The Definitive Setup Guide for AWS Athena Analytics

The 60 Second Setup, Zero Administration Guide to AWS Athena

Openbridge
Published in
6 min readFeb 12, 2018

--

Since Amazon introduced Athena, an interactive query service that uses standard SQL to query data directly within an S3 data lake, the traction to a serverless database and query technologies has gained momentum.

Teams are attracted to a solution with no infrastructure to maintain and uses pay-per-query pricing. Also, teams are doing some innovative and cost-effective deployments with Tableau by building serverless business intelligence stacks with Apache Parquet, Tableau, and Amazon Athena.

This article explains how to quickly set up the service to save time and money on data optimization.

What is AWS Athena with Zero Administration Data Pipelines?

If you frequently query a large amount of data, there are performance optimization and cost reduction techniques recommended by Amazon.

We launched our code-free, zero administration AWS Athena data pipeline service to simplify the adoption of AWS Athena. It automates those AWS Athena optimization techniques and a few more:

  • 60-second setup
  • fully automated configuration with database and table creation
  • data partitioning
  • conversion to columnar format (Parquet)
  • data compression

Get Started with Automated AWS Athena Data Pipelines

Get started is super easy and quick. There are two steps to getting set up. The first is setting up your Amazon account, and the second is configuring Openbridge.

Step 1: Setup Your Amazon Account

First, create an S3 bucket to be used for Openbridge and Amazon Athena

Log into Amazon: https://console.aws.amazon.com. If you already have a bucket you want to use, skip to Step 2.

  1. Name and region: Create an S3 Bucket with a name like “mycompany001-openbridge-athena”. This can be anything you want, but please know that the bucket names should be unique (for more info about bucket names, visit AWS docs). When you are ready, click next…

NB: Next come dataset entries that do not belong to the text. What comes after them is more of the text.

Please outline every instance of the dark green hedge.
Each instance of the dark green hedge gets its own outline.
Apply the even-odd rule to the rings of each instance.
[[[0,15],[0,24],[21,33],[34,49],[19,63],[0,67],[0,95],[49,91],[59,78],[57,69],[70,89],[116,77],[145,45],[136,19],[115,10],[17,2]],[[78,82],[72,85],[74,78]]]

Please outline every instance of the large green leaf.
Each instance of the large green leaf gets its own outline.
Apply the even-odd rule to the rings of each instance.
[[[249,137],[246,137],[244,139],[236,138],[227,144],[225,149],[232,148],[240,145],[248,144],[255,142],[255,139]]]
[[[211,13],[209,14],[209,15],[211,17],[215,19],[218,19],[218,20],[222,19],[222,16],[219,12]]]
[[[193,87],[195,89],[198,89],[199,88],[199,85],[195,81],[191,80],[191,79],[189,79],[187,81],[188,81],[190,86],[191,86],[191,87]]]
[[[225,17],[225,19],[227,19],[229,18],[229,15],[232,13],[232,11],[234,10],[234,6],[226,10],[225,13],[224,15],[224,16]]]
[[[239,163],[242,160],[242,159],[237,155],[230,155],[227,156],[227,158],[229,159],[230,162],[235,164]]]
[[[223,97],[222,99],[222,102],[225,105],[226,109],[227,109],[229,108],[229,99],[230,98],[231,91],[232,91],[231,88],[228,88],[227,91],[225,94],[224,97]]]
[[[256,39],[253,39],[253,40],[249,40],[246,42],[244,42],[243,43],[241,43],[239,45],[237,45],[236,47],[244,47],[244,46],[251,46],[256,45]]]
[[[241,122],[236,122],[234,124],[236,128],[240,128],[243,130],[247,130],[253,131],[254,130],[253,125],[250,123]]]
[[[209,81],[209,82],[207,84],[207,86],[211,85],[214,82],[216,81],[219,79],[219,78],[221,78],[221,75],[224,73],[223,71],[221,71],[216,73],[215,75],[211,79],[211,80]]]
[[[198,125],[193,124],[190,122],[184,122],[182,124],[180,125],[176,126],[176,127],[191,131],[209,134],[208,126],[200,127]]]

2. Set properties: No additional properties are required for us. If you want to set them for your own purposes, please feel free to do so. When you are ready, click next…

3. Set permissions: No additional permissions are required at this step. When you are ready, click next…

4. Review: Take a look at the setup, and if all looks well, you can select “Create bucket.”

Next, set up the IAM Policy.

Sign in to the IAM console at https://console.aws.amazon.com/iam/ to create IAM User with username “openbridge-athena.” Next, select the access type of “Programmatic access.” Once complete, click “Next…”

Skip “2. Permissions” and go to “3. Review.”

You may see an alert stating that the user has no permissions; ignore that. Click “Create User.”

Make sure to download the credentials .csv file. Also, keep this file in a safe place. The .csv contains your AWS Secret Key and AWS Access Key for the user you just created. You will need this later.

Last, link Your Policy, User, and S3 Bucket.

It would be best if you still were in IAM, so go to IAM > Users
https://console.aws.amazon.com/iam/home#/users

Find the openbridge-athena user and click to “Add inline policy.”

Name this policy as “openbridge-athena-policy.”

In the dialog screen, you want to paste the policy to ask for “Policy Document.”

Here is the policy document to paste.

{
"Version": "2012-10-17",
"Statement": [
{
"Effect": "Allow",
"Action": [
"s3:GetObject",
"s3:PutObject",
"s3:AbortMultipartUpload",
"s3:ListMultipartUploadParts"
],
"Resource": [
"arn:aws:s3:::mycompanyname-openbridge-athena/*"
]
},
{
"Effect": "Allow",
"Action": [
"s3:GetBucketLocation",
"s3:CreateBucket",
"s3:ListBucket",
"s3:ListBucketMultipartUploads"
],
"Resource": [
"arn:aws:s3:::mycompanyname-openbridge-athena"
]
},
{
"Effect": "Allow",
"Action": [
"athena:*"
],
"Resource": [
"*"
]
},
{
"Effect": "Allow",
"Action": [
"glue:CreateDatabase",
"glue:DeleteDatabase",
"glue:GetDatabase",
"glue:GetDatabases",
"glue:UpdateDatabase",
"glue:CreateTable",
"glue:DeleteTable",
"glue:BatchDeleteTable",
"glue:UpdateTable",
"glue:GetTable",
"glue:GetTables",
"glue:BatchCreatePartition",
"glue:CreatePartition",
"glue:DeletePartition",
"glue:BatchDeletePartition",
"glue:UpdatePartition",
"glue:GetPartition",
"glue:GetPartitions",
"glue:BatchGetPartition"
],
"Resource": [
"*"
]
}
]
}

IMPORTANT: Remember to change the “mycompanyname-openbridge-athena” in the policy document to the AWS S3 bucket you set up in Step 1.

Click “Apply Policy.”

Step 2: Configure Amazon Athena in Openbridge console

  1. Log in to your Openbridge account (if you don’t have one, create for free and navigate to the Amazon Athena product page and click the “Configure Amazon Athena” button.
  2. On the next page, start the configuration by entering descriptive Openbridge Storage Name as you won’t rename it.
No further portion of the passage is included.